It’s getting quiet around here.

This weekend, Emma and Trevor are helping with our church’s Core Team Retreat, so just Jodi, Lily, and I, along with our Airedale Bruno, are at home. It’s a preview of our new reality beginning early next month—our youngest as an only child; we, as nearly empty-nesters.

This situation is not extraordinary. Indeed it is almost inevitable, and certainly preferable to a basement full of adult children without direction or dreams. But both Jodi and I agree that the approaching transition feels different.

* * * * *

In the wee hours of Thursday morning, our oldest son Brendan, his bride, and his two little sons left Bismarck in a plane, bound for Minneapolis, Boston, and, ultimately, Rome. They arrived in the Eternal City early Friday; they will make their home in a convent apartment for 10 months out of 12 for the next two to three years as Brendan oversees Student Life for the University of Mary’s Rome campus.

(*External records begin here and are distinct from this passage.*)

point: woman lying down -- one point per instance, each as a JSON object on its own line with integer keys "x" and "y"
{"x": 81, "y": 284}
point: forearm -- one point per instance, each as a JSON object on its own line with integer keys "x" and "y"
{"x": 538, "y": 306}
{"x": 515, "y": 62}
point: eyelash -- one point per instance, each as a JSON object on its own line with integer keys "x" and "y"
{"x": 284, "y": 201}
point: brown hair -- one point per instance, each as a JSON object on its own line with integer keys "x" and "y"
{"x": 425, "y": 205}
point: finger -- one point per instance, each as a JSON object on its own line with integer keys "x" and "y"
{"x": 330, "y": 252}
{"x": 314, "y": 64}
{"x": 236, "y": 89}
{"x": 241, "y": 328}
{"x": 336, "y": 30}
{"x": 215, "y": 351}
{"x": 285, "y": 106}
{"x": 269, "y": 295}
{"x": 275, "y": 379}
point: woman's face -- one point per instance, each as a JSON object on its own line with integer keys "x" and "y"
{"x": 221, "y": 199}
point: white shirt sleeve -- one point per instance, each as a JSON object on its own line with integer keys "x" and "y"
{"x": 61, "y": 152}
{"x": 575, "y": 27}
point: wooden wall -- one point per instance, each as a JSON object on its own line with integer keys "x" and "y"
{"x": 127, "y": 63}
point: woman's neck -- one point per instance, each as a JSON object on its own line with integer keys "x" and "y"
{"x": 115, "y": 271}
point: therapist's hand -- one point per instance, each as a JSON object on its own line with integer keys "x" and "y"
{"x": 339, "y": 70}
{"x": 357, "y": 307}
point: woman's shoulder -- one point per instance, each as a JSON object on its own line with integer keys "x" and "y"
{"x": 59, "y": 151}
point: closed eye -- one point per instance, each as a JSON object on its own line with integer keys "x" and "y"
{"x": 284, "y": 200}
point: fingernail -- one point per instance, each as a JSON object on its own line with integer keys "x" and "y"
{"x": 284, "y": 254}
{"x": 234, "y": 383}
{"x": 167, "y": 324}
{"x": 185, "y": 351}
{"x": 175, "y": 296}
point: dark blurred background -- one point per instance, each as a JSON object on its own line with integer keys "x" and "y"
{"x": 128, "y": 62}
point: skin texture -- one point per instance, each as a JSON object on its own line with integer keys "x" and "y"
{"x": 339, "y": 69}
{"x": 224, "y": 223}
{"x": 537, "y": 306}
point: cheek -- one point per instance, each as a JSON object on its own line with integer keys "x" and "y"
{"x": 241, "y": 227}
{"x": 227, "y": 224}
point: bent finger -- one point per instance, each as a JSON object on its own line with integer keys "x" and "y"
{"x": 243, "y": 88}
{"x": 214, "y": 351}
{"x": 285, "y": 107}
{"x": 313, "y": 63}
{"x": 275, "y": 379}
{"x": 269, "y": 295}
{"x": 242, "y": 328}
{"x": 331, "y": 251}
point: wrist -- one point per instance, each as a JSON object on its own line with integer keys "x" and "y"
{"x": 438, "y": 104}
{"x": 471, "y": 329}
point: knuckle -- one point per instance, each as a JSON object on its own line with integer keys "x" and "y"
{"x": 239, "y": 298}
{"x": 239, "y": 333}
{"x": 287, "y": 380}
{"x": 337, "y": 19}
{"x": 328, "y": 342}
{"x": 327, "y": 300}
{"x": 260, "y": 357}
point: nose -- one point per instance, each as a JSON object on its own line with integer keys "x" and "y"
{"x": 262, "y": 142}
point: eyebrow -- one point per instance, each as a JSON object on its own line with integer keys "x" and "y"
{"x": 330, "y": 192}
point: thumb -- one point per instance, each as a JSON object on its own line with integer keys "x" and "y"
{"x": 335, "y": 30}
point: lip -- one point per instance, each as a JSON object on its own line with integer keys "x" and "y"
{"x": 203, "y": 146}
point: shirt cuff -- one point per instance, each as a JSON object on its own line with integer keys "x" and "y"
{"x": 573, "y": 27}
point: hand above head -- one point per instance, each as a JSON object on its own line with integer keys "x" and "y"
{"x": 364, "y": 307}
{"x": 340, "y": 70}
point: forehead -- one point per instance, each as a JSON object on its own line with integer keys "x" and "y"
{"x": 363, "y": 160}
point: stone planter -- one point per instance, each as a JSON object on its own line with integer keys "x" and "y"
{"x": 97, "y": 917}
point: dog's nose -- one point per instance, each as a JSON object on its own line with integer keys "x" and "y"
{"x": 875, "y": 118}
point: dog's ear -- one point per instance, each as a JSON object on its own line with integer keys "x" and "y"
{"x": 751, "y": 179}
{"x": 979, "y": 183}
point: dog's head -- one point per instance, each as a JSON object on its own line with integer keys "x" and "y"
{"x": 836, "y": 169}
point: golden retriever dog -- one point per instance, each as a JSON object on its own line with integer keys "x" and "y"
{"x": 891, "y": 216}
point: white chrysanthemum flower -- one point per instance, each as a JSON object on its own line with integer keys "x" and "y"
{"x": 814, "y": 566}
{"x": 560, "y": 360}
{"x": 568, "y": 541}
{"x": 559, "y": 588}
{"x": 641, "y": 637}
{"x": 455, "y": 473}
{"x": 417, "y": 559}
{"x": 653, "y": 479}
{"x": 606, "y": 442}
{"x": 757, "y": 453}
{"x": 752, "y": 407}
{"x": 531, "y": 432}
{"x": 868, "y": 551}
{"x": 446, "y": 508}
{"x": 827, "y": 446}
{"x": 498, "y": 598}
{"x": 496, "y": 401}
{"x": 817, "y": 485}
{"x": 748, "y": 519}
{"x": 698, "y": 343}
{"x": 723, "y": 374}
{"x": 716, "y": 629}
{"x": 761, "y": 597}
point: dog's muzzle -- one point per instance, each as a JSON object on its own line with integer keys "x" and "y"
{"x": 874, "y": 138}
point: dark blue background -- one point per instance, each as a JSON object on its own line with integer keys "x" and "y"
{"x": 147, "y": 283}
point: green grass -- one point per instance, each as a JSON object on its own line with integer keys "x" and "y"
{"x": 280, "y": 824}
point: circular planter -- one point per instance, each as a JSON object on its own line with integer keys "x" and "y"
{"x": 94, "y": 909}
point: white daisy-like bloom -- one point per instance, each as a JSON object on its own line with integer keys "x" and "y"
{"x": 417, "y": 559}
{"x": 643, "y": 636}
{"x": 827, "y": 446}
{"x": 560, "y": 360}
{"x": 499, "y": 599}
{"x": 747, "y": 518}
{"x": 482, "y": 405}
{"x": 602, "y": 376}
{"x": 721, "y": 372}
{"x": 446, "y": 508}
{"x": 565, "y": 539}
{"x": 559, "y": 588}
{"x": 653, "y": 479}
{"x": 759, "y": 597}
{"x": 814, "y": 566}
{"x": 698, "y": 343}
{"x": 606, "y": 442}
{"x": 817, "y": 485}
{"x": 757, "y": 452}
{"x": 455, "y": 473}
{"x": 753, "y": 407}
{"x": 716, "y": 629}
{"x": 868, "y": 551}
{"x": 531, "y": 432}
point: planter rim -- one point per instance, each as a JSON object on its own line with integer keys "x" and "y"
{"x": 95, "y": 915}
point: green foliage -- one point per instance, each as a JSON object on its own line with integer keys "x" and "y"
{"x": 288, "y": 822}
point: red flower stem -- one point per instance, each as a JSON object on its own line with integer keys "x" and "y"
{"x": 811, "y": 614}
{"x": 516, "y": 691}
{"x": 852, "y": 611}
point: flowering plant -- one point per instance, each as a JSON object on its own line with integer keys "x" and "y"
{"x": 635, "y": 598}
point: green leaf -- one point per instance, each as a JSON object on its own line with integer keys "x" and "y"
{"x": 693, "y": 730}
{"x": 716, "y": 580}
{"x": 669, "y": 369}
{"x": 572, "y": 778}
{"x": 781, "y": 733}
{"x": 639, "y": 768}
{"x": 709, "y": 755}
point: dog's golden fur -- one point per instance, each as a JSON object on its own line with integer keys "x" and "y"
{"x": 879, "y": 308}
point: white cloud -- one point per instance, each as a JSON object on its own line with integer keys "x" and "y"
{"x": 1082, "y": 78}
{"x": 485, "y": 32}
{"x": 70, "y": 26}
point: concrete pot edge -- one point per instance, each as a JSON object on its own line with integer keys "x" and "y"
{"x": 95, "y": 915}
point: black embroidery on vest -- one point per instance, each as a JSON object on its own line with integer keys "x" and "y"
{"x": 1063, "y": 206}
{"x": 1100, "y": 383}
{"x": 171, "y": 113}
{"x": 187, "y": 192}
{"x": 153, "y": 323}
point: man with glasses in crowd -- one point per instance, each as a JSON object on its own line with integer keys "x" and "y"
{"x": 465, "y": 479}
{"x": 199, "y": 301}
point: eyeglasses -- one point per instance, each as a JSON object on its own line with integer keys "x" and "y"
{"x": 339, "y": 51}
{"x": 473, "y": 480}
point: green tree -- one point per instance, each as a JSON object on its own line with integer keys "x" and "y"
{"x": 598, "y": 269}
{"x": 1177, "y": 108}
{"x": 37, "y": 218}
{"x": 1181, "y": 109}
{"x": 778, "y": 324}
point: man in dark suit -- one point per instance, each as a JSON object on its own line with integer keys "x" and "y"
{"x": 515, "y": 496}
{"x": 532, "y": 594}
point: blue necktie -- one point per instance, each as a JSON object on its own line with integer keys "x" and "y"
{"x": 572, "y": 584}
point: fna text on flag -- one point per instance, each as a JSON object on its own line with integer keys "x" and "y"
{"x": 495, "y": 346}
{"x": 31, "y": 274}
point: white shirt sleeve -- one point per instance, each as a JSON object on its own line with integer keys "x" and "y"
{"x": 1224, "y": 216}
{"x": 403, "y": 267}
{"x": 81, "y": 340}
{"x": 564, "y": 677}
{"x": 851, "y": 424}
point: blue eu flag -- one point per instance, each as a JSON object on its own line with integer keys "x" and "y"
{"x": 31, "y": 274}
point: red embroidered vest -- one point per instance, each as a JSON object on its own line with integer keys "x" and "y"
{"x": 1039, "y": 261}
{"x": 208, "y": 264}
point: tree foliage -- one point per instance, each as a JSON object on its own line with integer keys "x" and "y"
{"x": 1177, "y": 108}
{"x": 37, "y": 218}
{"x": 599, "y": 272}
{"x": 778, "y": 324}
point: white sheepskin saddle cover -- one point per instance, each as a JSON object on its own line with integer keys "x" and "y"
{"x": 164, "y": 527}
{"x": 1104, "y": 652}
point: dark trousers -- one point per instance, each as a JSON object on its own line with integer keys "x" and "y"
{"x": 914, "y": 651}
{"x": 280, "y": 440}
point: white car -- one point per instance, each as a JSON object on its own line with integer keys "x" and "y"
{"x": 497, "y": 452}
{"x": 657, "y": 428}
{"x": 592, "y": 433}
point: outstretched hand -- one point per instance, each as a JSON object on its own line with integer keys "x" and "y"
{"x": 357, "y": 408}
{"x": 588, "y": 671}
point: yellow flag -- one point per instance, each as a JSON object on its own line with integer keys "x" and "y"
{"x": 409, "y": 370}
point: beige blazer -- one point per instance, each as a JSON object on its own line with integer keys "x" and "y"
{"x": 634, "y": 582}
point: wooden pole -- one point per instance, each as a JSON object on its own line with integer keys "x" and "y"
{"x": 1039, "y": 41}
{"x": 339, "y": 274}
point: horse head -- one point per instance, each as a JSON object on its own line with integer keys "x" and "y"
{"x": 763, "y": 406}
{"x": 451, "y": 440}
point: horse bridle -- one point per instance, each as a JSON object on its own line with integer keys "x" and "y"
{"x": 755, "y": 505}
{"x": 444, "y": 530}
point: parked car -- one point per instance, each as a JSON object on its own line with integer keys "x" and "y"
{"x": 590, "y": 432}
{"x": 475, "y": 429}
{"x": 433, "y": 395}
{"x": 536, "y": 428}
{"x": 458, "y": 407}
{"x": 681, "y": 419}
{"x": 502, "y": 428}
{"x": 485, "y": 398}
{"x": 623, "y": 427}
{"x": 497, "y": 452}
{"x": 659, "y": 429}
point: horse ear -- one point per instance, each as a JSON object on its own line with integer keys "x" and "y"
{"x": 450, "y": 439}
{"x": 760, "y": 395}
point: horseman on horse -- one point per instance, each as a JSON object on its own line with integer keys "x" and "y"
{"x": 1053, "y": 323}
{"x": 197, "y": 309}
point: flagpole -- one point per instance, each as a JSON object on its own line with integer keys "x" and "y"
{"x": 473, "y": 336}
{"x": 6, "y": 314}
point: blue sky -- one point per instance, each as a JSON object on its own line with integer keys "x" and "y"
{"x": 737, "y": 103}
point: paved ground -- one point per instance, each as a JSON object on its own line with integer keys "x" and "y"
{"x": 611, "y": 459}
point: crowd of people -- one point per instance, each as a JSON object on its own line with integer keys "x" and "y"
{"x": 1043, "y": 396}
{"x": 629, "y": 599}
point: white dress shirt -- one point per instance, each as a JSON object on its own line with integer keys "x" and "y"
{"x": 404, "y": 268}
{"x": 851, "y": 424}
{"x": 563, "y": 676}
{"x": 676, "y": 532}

We hope to visit them this spring. We didn’t travel back and forth to Bismarck often these past few years, but seeing the four of them in person just once a year—and the stark reality that an ocean and two half-continents lie between us—leaves a hollow feeling in my chest.

* * * * *

Tomorrow morning, we take our youngest son, Trevor, to Saint John Vianney Seminary (SJV) at the University of St. Thomas in Saint Paul to begin his undergraduate studies and formal discernment of priesthood. In his case, he’ll be less than an hour away, but it seems further somehow. SJV is an island of clean-cut, well-dressed young men living and praying together amid the highs and lows of life on a fairly typical college campus. The young men’s schedule is structured and rigorous; their access to technology—especially smart phones—is strictly limited; their studies are not oriented simply to a career field and a job, but to a lifelong vocational call.